= Interim Action Committee on the Film Industry =

Committee

British prime minister Harold Wilson set up a working party in August 1975 to report on 'the requirements of a viable and prosperous British film industry over the next decade'. Chaired by John Terry, the managing director of the National Film Finance Corporation (NFFC), it reported in January 1976, principally recommending the establishment of a British Film Authority to bring together the NFFC, British Film Fund Agency and the film activities of the Department of Education and Science and the Department of Trade. However, before action could be taken, Wilson resigned as prime minister. His successor, James Callaghan appointed an Interim Action Committee on the Film Industry (IAC), with Wilson as chairman, with a view to paving the way for a British Film Authority.

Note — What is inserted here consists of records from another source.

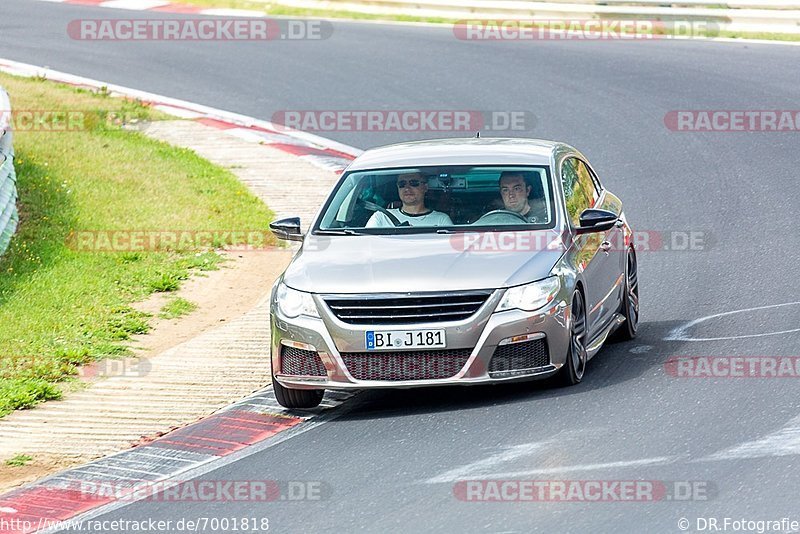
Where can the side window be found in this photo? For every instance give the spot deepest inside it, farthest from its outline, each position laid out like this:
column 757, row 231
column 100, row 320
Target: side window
column 580, row 192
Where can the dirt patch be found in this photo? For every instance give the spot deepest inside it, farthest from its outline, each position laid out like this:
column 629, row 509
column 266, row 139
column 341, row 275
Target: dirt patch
column 41, row 465
column 220, row 296
column 224, row 295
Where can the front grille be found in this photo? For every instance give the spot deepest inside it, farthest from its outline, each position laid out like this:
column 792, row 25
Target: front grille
column 406, row 308
column 515, row 356
column 392, row 366
column 301, row 362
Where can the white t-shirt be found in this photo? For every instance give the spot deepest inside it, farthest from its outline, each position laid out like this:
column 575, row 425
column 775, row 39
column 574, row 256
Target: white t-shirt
column 432, row 218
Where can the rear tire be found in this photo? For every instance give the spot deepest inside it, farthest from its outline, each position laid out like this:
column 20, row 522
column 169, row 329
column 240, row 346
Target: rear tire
column 575, row 366
column 629, row 308
column 297, row 398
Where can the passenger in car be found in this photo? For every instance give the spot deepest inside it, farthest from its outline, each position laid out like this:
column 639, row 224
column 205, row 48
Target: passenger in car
column 515, row 191
column 411, row 188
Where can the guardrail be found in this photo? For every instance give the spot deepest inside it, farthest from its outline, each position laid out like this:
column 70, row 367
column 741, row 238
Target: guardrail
column 9, row 217
column 771, row 16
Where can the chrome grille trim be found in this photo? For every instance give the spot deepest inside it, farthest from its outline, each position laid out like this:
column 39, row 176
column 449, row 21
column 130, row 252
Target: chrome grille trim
column 394, row 308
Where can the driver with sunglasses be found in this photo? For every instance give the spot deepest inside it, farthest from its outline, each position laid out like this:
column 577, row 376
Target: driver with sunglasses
column 411, row 188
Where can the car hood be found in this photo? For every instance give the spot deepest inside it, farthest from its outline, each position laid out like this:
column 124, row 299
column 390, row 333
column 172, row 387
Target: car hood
column 423, row 262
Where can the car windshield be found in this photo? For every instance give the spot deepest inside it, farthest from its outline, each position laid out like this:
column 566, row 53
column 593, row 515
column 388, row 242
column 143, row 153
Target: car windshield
column 429, row 199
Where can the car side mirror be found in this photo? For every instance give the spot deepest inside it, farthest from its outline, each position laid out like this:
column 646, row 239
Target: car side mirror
column 595, row 220
column 287, row 229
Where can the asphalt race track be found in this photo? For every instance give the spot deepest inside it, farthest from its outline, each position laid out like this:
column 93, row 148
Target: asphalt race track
column 391, row 459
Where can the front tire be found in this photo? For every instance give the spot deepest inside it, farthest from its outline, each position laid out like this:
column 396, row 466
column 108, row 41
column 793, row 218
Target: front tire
column 575, row 366
column 297, row 398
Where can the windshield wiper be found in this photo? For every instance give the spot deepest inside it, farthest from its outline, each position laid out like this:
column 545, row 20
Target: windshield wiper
column 344, row 231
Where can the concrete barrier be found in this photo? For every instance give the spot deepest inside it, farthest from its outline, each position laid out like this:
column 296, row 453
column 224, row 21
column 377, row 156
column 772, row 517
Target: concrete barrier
column 9, row 217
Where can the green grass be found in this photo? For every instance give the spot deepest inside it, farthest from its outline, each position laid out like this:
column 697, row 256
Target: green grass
column 177, row 307
column 19, row 460
column 287, row 11
column 62, row 306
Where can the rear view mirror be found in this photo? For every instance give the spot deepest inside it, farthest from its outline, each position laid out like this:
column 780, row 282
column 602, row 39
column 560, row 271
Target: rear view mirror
column 287, row 229
column 595, row 220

The committee met under the auspices of the Department of Trade and Industry, which provided the secretariat and facilities. Following the election of the Thatcher government in 1979 it became evident that the idea of a British Film Authority was being dropped, although the IAC was retained as a forum for advice about film-related matters. In the 1984 White Paper on Film Policy, which set about removing the mechanisms of state support for the film industry, it was proposed that the IAC should subsume the role of the Cinematograph Films Council. In 1985 the Interim Action Committee was replaced by The British Screen Advisory Council.

==Reports==
The IAC produced five reports.

- Proposals for the Setting up of a British Film Authority (Cmnd 7071), 1978.
- The Financing of the British Film Industry (Cmnd 7597), Second Report of the Interim Action Committee, 1979.
- Film industry: statistics, technological developments and cable television (Cmnd 7855) Third Report of the Interim Action Committee on the Film Industry, 1980.
- Film and television co-operation (Cmnd 8227) Fourth report of the Interim Action Committee on the Film Industry, January 1981.
- Distribution of films for exhibition in cinemas and by other means (Cmnd 8530) Fifth report of the Interim Action Committee on the Film Industry, January 1981.